Initially it was much peatier and smokier than any JW expression I’ve tried before, but that seems to have faded dramatically.

Finish

Initially quite mild, with very mild mouth warmth and some residual peat. Little-to-no spice or oak. After a few months, still a very mild finish in terms of length and warmth, but much more drying spice and some earthy/woody notes. Pencil shavings? (no, I’ve never eaten pencil shavings, but I imagine this is what they’d taste like!)

Comments

I must admit, I was somewhat surprised with this release (in a pleasant kind of way). I’ve never been overly thrilled with the Johnnie Walker’s I’ve tried to date. Not because of the whole ‘blend stigma’, but because I’ve always just found them a bit flat for my liking and lacking in any kind of complexity.

This on the other hand does actually have some degree of complexity to it. It’s got a rather interesting nose and the palate leaves you curious as to its make-up.

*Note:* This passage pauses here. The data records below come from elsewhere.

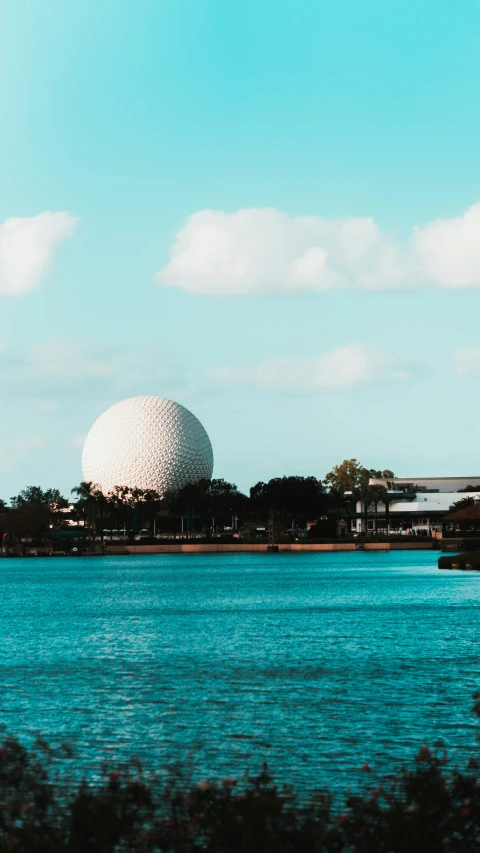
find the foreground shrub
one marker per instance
(425, 808)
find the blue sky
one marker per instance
(264, 210)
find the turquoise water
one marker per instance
(315, 662)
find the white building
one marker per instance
(412, 504)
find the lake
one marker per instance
(314, 662)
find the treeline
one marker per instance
(294, 501)
(427, 807)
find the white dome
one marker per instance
(146, 443)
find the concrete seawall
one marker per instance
(240, 548)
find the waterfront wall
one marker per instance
(241, 547)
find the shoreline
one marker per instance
(241, 548)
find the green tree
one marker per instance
(294, 497)
(50, 500)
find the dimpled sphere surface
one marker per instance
(146, 443)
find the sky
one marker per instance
(267, 210)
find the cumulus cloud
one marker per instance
(467, 362)
(26, 247)
(347, 367)
(255, 251)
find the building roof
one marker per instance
(468, 513)
(435, 484)
(425, 503)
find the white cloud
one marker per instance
(467, 362)
(343, 368)
(256, 251)
(26, 248)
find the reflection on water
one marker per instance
(315, 662)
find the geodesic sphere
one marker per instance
(146, 443)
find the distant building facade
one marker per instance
(412, 504)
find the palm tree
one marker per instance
(85, 492)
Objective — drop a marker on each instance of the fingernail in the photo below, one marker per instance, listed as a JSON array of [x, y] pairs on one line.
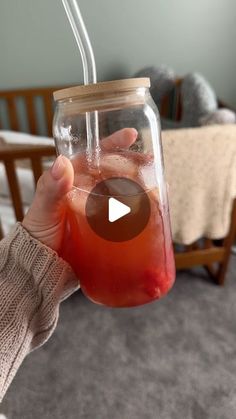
[[58, 168]]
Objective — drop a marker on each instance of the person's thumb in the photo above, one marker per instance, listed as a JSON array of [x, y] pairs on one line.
[[45, 217]]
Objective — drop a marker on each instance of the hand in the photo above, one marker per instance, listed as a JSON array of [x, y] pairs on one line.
[[45, 219]]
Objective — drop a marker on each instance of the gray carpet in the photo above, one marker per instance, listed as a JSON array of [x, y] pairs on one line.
[[173, 359]]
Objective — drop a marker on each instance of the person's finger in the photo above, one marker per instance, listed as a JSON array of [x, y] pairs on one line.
[[46, 211], [123, 138], [54, 184]]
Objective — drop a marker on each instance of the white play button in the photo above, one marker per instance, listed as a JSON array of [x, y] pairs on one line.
[[117, 210]]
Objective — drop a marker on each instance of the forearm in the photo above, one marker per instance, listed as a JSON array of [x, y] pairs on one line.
[[33, 281]]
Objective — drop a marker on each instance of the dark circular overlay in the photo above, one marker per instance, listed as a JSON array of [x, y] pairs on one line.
[[127, 192]]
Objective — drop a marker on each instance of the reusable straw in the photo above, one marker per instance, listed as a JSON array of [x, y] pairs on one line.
[[89, 69]]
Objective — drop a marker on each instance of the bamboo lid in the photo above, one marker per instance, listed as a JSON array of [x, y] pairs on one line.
[[101, 88]]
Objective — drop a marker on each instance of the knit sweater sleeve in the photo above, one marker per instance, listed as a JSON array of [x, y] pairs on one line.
[[33, 281]]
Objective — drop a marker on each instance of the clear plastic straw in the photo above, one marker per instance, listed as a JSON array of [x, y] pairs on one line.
[[89, 69]]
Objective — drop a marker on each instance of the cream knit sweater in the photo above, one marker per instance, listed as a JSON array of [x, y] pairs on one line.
[[33, 282]]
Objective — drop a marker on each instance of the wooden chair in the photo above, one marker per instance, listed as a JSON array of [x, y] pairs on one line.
[[211, 254]]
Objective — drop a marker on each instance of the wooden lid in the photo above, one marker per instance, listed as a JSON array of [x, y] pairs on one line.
[[101, 88]]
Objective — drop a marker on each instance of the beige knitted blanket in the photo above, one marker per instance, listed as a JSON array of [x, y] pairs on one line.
[[200, 167]]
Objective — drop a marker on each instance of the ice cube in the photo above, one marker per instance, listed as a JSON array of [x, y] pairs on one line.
[[117, 165]]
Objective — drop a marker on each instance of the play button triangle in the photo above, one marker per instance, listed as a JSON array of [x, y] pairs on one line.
[[117, 210]]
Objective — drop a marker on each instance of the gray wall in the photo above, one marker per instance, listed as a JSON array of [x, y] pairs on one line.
[[37, 47]]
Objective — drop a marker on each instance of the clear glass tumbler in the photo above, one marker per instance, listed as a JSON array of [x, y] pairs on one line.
[[117, 237]]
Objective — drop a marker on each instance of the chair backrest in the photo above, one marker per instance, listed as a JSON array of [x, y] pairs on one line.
[[24, 105], [9, 155]]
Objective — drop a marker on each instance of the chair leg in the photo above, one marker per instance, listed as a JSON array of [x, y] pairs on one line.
[[228, 243], [1, 232]]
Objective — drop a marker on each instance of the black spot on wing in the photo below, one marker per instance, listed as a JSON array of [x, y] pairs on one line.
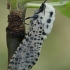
[[49, 20], [51, 13]]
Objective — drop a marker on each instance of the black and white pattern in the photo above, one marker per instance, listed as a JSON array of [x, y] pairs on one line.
[[28, 51]]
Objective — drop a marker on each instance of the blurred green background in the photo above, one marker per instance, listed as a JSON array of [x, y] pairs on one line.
[[55, 53]]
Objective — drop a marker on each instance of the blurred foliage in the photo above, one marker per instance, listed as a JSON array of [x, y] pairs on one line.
[[65, 9]]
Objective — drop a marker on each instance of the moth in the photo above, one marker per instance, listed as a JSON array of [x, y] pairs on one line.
[[27, 54]]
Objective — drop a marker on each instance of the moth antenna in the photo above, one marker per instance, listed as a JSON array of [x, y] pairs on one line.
[[26, 24]]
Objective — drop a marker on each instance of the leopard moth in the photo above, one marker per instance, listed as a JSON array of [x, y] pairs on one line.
[[29, 49]]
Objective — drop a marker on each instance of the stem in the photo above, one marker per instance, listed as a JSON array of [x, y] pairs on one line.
[[15, 31]]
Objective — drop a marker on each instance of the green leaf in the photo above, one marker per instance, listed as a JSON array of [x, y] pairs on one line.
[[65, 9]]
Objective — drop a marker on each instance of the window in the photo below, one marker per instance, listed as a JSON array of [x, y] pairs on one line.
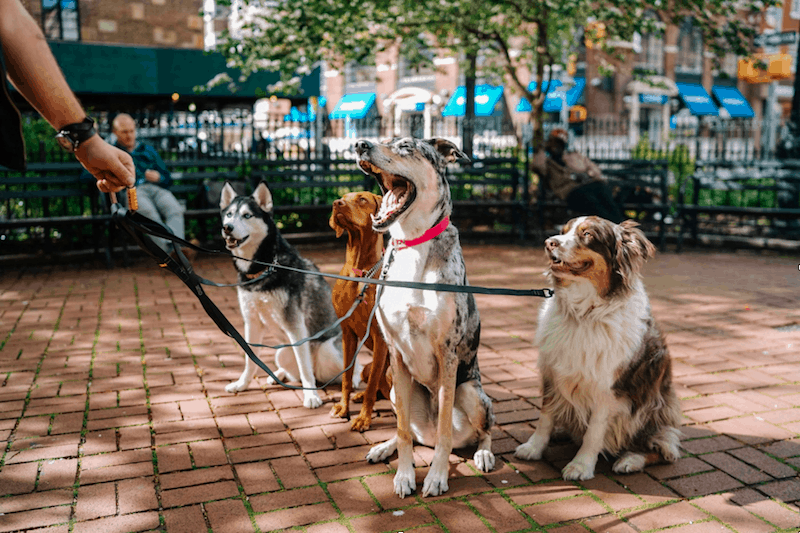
[[60, 20], [690, 49], [651, 57]]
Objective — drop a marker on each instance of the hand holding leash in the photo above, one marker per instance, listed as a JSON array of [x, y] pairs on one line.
[[133, 200]]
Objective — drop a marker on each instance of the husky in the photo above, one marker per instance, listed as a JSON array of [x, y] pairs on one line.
[[294, 305], [432, 336]]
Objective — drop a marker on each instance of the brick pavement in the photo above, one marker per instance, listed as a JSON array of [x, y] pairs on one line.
[[115, 418]]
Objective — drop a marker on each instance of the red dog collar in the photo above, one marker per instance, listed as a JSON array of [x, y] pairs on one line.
[[401, 244]]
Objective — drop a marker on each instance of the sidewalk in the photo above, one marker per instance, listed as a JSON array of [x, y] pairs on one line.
[[113, 407]]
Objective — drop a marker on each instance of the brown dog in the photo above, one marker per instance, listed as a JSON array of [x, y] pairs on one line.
[[352, 213]]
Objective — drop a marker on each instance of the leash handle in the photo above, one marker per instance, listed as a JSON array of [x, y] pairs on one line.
[[133, 200]]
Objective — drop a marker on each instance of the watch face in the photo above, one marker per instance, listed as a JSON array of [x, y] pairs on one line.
[[65, 142]]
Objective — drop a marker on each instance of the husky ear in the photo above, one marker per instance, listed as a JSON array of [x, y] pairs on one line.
[[227, 196], [263, 197], [449, 151]]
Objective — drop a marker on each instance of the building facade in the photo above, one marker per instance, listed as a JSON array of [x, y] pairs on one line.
[[170, 23]]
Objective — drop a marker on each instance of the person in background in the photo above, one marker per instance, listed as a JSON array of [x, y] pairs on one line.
[[26, 60], [152, 182], [575, 178]]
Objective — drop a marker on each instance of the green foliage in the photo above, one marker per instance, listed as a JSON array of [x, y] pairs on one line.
[[679, 160], [514, 40]]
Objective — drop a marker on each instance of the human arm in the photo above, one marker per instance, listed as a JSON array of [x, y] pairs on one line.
[[35, 74]]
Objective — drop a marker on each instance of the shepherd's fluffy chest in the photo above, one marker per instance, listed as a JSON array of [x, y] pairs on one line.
[[606, 371]]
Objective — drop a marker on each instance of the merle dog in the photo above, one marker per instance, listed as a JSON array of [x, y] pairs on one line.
[[432, 336]]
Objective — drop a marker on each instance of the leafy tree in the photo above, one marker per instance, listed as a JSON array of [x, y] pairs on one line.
[[517, 39]]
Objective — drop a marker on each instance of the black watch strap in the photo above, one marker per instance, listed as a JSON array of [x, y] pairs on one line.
[[72, 135]]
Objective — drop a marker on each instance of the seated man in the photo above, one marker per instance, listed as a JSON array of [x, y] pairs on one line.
[[575, 178]]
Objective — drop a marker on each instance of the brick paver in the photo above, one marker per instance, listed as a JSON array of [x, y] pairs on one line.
[[116, 419]]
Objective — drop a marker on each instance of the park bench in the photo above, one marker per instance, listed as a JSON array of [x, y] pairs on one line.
[[640, 188], [750, 204], [49, 209]]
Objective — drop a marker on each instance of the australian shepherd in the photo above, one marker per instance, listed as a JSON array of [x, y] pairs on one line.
[[606, 371]]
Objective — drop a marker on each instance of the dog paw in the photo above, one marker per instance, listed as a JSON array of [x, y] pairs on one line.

I do have to say though, the nose and palate on this changed dramatically between the time the bottle was first opened and month or two later. I’m not sure which nose I prefer, but the bottle has lost almost all of the smoky-peat notes on both the nose and palate and is generally a bit sweeter.

Overall, it’s still too thin, young and grainy for my liking, but it’s a pretty solid offering. I know big one litre bottles are a travel retail thing, but for someone who enjoys their whisky neat, I would rather have seen this in a 700ml bottle, bottled at 43% ABV, instead of one litre at 40% ABV. I think that would have gone some way to helping the thin mouth-feel and short finish.

The Gold Route retails for around AU $90 in Sydney, which isn’t too bad and I’m sure it’ll sell quite well.